Elliot, que había permanecido al margen de cualquier noticia sobre las elecciones desde el día en que se inauguró su casa, se quedó petrificado. Si no acababa de comprender mal, tres de los candidatos habían quedado fuera de juego. Más aún, entre las bajas se encontraba el tal Dowanhowee, del que tan bien había oído hablar a Cloris Pleseck. ¡Tres de los cinco candidatos no estaban en disposición de ser elegidos! Aquello tenía muy mala pinta, y no tardó en sospechar que alguien estaba tratando de sabotear las elecciones.

—¡Shafiga Wyckoff ha desaparecido! —exclamó Yusuf con sorpresa—. ¡No me digas! Pues entonces sí que deberían suspenderse. Tanto Adnold Dowanhowee como Shafiga Wyckoff eran los candidatos preferidos por la inmensa mayoría. Sin ellos, el elemento Fuego se verá abocado al fracaso.

Elliot, que se había quedado mirando a los dos ancianos con descaro, como un pasmarote, no se percató de que Sheila lo estaba llamando.

—¡Vamos, Elliot! Aún nos quedan muchos puestos por recorrer… —dijo, cogiéndole firmemente de la mano como a un niño pequeño. Tiró de él y prosiguieron su camino por el bazar.

Sin embargo, el muchacho no pudo apartar la mirada de los dos ancianos durante un buen rato. Se quedó igual que un chiquillo cuando lo apartan de una tienda de caramelos y golosinas, pero, en su caso, no era decepción lo que sentía, sino preocupación. Una nueva inquietud surgía en su interior, pues estaba convencido de que esta vez estaba en lo cierto. Tenía que ser Tánatos. No había otra persona —y fervientemente así lo deseaba— capaz de interponerse en las elecciones a un miembro del Consejo con tanto descaro.
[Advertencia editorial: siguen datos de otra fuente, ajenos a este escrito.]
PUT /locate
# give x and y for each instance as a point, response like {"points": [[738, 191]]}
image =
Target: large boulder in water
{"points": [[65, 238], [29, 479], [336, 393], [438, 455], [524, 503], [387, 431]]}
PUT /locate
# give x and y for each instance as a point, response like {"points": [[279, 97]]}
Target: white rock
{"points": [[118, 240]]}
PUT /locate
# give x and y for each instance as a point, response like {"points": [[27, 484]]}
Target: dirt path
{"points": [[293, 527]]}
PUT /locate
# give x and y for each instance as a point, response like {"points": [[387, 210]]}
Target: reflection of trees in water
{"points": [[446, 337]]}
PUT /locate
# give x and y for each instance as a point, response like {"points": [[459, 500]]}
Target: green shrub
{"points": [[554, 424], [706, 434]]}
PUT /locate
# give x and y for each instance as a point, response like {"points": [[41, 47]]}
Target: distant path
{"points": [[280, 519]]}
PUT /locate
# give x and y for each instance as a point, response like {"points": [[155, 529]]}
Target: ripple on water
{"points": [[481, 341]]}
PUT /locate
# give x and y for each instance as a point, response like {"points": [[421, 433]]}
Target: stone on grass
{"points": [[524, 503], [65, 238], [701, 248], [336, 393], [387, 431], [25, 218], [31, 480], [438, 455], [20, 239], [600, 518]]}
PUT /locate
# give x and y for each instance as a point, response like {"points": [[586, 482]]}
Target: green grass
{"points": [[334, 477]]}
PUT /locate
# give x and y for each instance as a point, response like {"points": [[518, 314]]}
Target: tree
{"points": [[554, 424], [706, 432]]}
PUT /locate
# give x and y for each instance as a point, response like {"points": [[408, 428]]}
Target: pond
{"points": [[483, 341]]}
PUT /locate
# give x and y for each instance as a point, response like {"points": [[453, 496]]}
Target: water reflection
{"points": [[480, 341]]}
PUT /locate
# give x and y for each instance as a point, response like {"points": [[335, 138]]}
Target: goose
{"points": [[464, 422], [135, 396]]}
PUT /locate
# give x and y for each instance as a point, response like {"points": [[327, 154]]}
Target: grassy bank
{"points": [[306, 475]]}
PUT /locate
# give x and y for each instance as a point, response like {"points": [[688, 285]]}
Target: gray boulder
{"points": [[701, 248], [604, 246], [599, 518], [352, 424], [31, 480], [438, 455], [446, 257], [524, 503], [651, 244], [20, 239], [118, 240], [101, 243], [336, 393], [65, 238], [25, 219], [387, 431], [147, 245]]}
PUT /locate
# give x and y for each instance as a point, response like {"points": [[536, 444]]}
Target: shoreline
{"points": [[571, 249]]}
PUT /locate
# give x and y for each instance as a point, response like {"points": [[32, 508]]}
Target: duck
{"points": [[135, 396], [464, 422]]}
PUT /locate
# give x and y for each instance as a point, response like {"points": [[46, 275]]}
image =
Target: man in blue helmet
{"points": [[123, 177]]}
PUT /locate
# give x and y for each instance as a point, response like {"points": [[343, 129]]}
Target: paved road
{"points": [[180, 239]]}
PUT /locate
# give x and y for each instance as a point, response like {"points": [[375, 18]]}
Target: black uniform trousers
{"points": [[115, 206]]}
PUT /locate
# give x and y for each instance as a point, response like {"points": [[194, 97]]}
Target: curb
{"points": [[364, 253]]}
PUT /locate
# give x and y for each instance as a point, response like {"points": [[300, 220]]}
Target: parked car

La pregunta que asaltó su mente entonces fue: ¿guardaba alguna relación este sabotaje con el extraño suceso acaecido en el Reino Trenti?

Instintivamente pensó que tenía que contárselo a Eric, pero de nuevo se vio inmerso entre puestos de verduras y otros alimentos. Los comerciantes proclamaban a viva voz las delicias y denominación de origen de sus productos, cultivados con los mejores abonos mágicos. También visitaron puestos donde vendían la más variada selección de pociones y la infinidad de componentes para producirlas por uno mismo… si se era suficientemente competente.

Sheila fue guiando a Elliot por uno y otro puesto, mostrándole todos los detalles que le había enseñado su tía. Incluso se atrevió a regatear por un par de baratijas más. El tiempo siguió transcurriendo y los muchachos se perdieron entre cestos de mimbre, serpientes encantadas, saltimbanquis y osados faquires. Divertidos como estaban admirando cómo unos escupían enormes llamaradas de fuego y otros se tragaban impresionantes cimitarras, la mente de Elliot pronto se olvidó de la conversación que había oído mantener a los ancianos.